It's been a while since the last fractional-calculus question, so here's my question for all of you.
It can be found from the Riemann-Liouville definition of the fractional derivative that whenever $\Re(s)>1$,
$$\begin{align}I_x^\alpha\zeta(x)&={\frac {1}{\Gamma (\alpha )}}\int _{a}^{x}\zeta(t)(x-t)^{\alpha -1}\ dt\\&=\frac1{\Gamma(\alpha)}\int_a^x\sum_{n=1}^\infty\frac{(x-t)^{\alpha-1}}{n^t}\ dt\\&=\frac1{\Gamma(\alpha)}\sum_{n=1}^\infty\int_a^x\frac{(x-t)^{\alpha-1}}{n^t}\ dt\\&=\sum_{n=1}^\infty\frac{(-\ln n)^{-\alpha}}{n^x}\end{align}$$
Thanks to WolframAlpha for that last step. I imagine the interchange between integral and sum can be made with rigor, but I can't see how at the moment.
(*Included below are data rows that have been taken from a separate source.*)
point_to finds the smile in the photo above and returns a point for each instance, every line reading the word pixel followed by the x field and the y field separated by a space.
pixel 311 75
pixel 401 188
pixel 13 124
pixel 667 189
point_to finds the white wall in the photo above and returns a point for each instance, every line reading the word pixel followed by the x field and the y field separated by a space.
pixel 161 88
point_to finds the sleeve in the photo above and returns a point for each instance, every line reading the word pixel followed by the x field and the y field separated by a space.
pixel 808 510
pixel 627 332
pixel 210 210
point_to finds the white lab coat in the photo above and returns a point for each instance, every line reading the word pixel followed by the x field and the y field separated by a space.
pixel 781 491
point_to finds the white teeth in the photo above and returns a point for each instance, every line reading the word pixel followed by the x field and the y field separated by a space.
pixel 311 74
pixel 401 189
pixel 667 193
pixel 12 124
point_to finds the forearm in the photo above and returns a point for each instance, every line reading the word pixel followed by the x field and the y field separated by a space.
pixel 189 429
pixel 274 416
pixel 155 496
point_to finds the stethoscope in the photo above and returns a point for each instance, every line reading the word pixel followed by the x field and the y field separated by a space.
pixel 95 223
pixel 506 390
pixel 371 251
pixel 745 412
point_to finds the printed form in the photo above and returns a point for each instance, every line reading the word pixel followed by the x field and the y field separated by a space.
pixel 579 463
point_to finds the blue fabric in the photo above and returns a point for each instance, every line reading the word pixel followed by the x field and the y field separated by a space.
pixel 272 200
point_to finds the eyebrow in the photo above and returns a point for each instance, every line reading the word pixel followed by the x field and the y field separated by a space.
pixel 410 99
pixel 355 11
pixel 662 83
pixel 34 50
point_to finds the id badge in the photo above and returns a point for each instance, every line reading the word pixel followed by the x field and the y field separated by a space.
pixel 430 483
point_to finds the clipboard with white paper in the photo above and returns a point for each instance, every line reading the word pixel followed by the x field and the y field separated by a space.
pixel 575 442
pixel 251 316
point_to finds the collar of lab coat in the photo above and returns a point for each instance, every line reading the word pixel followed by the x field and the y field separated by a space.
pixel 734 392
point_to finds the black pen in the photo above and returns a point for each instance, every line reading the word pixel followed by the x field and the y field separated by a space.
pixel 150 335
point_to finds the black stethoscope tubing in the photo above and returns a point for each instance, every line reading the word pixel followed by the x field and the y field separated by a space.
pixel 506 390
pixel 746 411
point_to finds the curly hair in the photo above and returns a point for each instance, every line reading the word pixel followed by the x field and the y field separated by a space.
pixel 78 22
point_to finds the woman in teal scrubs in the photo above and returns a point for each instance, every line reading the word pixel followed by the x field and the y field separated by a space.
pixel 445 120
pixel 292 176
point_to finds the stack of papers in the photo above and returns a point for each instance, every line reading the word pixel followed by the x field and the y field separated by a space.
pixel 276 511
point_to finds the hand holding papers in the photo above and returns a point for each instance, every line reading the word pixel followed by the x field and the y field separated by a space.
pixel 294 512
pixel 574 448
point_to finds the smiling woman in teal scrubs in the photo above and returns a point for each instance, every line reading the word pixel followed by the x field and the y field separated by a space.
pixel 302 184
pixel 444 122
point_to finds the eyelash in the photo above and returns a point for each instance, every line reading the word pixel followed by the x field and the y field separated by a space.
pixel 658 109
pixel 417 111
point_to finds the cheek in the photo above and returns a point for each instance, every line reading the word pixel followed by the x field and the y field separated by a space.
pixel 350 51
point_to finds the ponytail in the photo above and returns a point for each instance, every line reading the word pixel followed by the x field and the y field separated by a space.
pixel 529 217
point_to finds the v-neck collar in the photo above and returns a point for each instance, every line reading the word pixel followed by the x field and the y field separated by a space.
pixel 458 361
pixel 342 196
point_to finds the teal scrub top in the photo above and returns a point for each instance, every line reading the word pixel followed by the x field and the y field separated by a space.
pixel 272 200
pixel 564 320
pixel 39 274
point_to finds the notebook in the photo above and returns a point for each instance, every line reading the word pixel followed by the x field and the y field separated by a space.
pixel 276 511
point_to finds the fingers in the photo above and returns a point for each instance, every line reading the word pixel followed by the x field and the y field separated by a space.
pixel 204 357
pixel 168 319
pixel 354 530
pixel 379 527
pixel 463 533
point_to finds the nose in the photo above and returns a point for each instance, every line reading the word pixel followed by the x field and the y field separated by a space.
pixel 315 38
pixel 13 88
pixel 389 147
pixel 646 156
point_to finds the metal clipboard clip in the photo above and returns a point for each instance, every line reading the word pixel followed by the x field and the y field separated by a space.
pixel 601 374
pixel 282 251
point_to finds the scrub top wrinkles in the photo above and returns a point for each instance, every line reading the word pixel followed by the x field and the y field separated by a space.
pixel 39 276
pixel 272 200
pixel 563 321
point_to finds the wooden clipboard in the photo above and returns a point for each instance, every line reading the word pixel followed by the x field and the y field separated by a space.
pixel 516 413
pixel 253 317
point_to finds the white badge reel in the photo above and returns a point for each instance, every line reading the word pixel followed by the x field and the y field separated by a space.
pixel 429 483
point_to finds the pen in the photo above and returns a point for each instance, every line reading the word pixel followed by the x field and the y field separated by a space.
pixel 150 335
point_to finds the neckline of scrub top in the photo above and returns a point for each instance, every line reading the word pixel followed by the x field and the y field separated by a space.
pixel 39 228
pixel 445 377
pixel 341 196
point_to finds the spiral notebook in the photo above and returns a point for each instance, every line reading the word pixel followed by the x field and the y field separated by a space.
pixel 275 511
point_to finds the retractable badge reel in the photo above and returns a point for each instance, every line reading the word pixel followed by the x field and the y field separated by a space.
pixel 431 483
Setting this into it's derivative form, I end up with
$$D_x^\alpha\zeta(x)=\sum_{n=1}^\infty\frac{(-\ln n)^\alpha}{n^x}$$
which shall be my fractional derivative of the Riemann zeta function.
I then wish to take the following: (is differentiation with respect to the fractional derivative nonsensical?)
$$D_\alpha^\beta D_x^\alpha\zeta(x)=D_\alpha^\beta\sum_{n=1}^\infty\frac{(-\ln n)^\alpha}{n^x}$$
Again, using the Riemann-Liouville definition, I end up with
$$D_\alpha^\beta\sum_{n=1}^\infty\frac{(-\ln n)^\alpha}{n^x}=\sum_{n=1}^\infty\frac{(\ln(-\ln n))^\beta(-\ln n)^\alpha}{n^x}$$
Which is a little weird since the summand is undefined at $n=1$. What should I do about this?
Also, my end goal is to get some crazy derivative of derivatives of the zeta function into
$$\sum_{n=1?}^\infty\frac{\prod_{k=0}^p(\ \overbrace{\ln\ln\dots\ln\ln}^k\ n\ )^{a_k}}{n^x}$$
Any ideas?
Simple idea:
Rewriting the zeta function as
$$\zeta(x)=1+\sum_{n=2}^\infty\frac1{n^x}$$
now removes the problem, and with linearity, should give us
$$D_x^\alpha\zeta(x)=\frac1{\Gamma(1-\alpha)x^\alpha}+\sum_{n=2}^\infty\frac{(-\ln n)^\alpha}{n^x}$$
$$D_\alpha^\beta D_x^\alpha\zeta(x)=\left(D_\alpha^\beta\frac1{\Gamma(1-\alpha)x^\alpha}\right)+\sum_{n=2}^\infty\frac{(\ln(-\ln n))^\beta(-\ln n)^\alpha}{n^x}$$
Though this feels a tad bit unsafe.